A deadlock in the Doha Round negotiations, for example, has frustrated opportunities for rapid advancement through trade, a traditional means by which nations lift themselves out of poverty,” the report suggested.
Agreements at the 2011 UN conference on the 48 Least Developed Countries (Istanbul) to step up market-opening and capacity-building measures offer one hopeful alternative, especially in light of the lack of substantial improvements in market access of LDC exports since 2004.
The UN report also warns against trade protectionism in response to slow economic growth, as a self-defeating measure that would also penalize poor countries.
Official development assistance (ODA) from traditional donours has more than doubled since 2000, reaching a record $129 billion in 2010. But the 2010 total still falls $21 billion short of commitments made in 2005 at the G8 Summit in Gleneagles, the report finds, and is less than half of the total needed to fulfill the longstanding target of 0.7 per cent of gross national income of traditional donors.
Millennium Development Goal 8, covering the international partnership, aims to create an enabling environment for poverty eradication through a fair and open trading system, substantial increase in development assistance, poor-country debt relief and improved terms of access of the developing world to medicines and technology. Goals 1 – 7 target hunger, extreme poverty, disease, environmental degradation and obstacles to the advancement of women and to achieving universal primary education.
Removal of the burden of unsustainable debt from many poor countries is another area in which the international environment has improved since 2000. But recent financial turmoil has caused some backsliding. The report cites the International Monetary Fund’s identification of 19 developing countries that are in debt distress or at high risk, including eight that earlier benefited from debt relief.

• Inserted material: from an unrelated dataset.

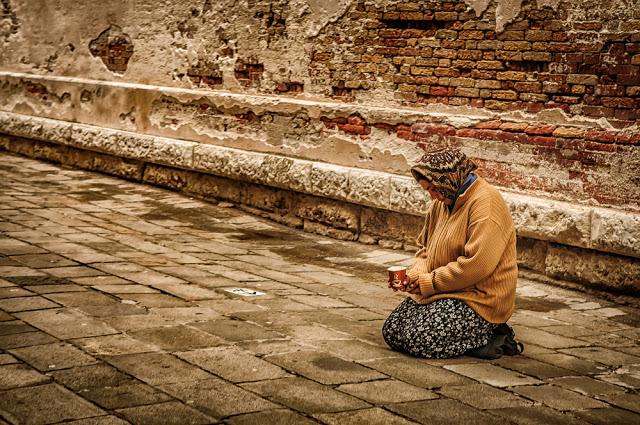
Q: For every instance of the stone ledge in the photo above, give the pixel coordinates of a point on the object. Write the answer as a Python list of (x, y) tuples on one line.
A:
[(581, 226)]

Part of the slack in the delivery of international support has been taken up by developing countries, especially the dynamic emerging market economies.
By 2008, “South-South” cooperation flows had already reached $15 billion – a 78 per cent rise over two-year period – and are still growing. The share of LDC exports to developing countries increased to 49 per cent in 2009, up from 45 per cent in 2006, and China, for instance, pledged zero-tariffs on more goods imported from LDCs, as well as continued debt cancellation.

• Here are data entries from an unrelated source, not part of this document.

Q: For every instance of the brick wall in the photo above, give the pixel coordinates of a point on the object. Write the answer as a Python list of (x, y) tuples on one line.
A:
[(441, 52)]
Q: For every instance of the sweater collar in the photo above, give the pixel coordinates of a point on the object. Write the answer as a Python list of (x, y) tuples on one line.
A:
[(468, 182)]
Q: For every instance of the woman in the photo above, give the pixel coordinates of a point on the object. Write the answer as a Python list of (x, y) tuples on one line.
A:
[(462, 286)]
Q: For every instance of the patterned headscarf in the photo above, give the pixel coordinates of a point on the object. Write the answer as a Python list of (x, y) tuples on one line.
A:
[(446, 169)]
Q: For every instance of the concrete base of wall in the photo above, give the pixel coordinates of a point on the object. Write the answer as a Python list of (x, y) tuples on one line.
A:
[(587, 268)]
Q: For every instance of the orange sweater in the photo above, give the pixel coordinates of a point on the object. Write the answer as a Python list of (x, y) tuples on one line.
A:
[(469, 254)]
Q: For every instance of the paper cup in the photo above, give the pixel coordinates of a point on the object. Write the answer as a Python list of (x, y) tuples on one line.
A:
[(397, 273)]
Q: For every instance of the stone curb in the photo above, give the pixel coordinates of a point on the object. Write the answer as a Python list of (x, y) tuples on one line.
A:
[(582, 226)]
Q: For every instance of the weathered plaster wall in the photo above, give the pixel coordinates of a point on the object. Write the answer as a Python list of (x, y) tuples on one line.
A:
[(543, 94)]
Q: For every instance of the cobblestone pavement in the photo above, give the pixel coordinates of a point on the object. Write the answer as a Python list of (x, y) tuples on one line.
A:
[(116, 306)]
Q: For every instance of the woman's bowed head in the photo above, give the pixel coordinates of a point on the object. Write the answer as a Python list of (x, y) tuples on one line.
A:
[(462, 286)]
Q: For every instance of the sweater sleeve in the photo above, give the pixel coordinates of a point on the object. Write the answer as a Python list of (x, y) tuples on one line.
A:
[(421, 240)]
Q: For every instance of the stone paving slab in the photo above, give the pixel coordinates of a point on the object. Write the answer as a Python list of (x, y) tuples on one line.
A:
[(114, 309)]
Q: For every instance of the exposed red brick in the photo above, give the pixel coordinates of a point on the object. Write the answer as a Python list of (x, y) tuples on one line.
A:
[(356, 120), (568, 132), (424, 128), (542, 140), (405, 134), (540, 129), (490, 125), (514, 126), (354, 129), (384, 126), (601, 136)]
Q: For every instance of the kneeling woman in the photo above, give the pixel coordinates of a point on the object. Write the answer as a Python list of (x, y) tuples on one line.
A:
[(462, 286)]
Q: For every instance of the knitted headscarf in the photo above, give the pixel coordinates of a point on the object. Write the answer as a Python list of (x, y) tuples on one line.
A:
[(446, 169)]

Also picking up steam are innovative means to raise resources for development finance, such as voluntary donations of one or two dollars on airline ticket purchases. “Nevertheless, increased commitments from traditional donors are urgently required,” the report said. And even before the financial turmoil of recent months, ODA budgets were pegged by the Development Assistance Committee members of the Organisation for Economic Cooperation and Development (OECD) to rise only by a modest 2 per cent per annum over the next three years, compared to 8 per cent during the previous triennium.
The Secretary-General is also urging developing nations to step up efforts in the drive to reach the MDG targets by the 2015 deadline.

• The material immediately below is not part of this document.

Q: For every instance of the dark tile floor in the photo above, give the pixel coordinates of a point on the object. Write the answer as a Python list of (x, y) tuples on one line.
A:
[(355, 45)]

In a separate but related report prepared for the September session of the UN General Assembly, he analyzes actions by developing countries that have underpinned substantial albeit uneven progress towards the Goals and are key to continued gains.
“Macroeconomic policies need to support job creation as well as economic growth,” the report said on accelerating progress towards the Millennium Development Goals.
“Unlocking the potential of agriculture and the rural sector is a key to advancement in low-income countries, and all developing countries need to explore new ways to ensure sustainable growth and manage environmental conditions. The Secretary-General also emphasizes increased coverage by social insurance programmes, application of a human rights and gender equality framework for MDG achievement, and good governance.
Addressing the need to close the gap on wide and affordable access to medicines, essential medicines are available in only 42 per cent of public sector facilities in developing countries, according to the Task Force report, countries such as India have stepped in by producing low-cost generic drugs.
“The case of India illustrates how intellectual property policy can be used to increase access to affordable HIV medicines in developing countries,” the UN report said. “The Indian pharmaceutical industry is highly export-oriented and, by utilizing the transition period, became a major supplier of generic medicine and low-cost ARVs to developing countries.”
With only four more years until the target year, the report tells world leaders that it is “time to deliver.”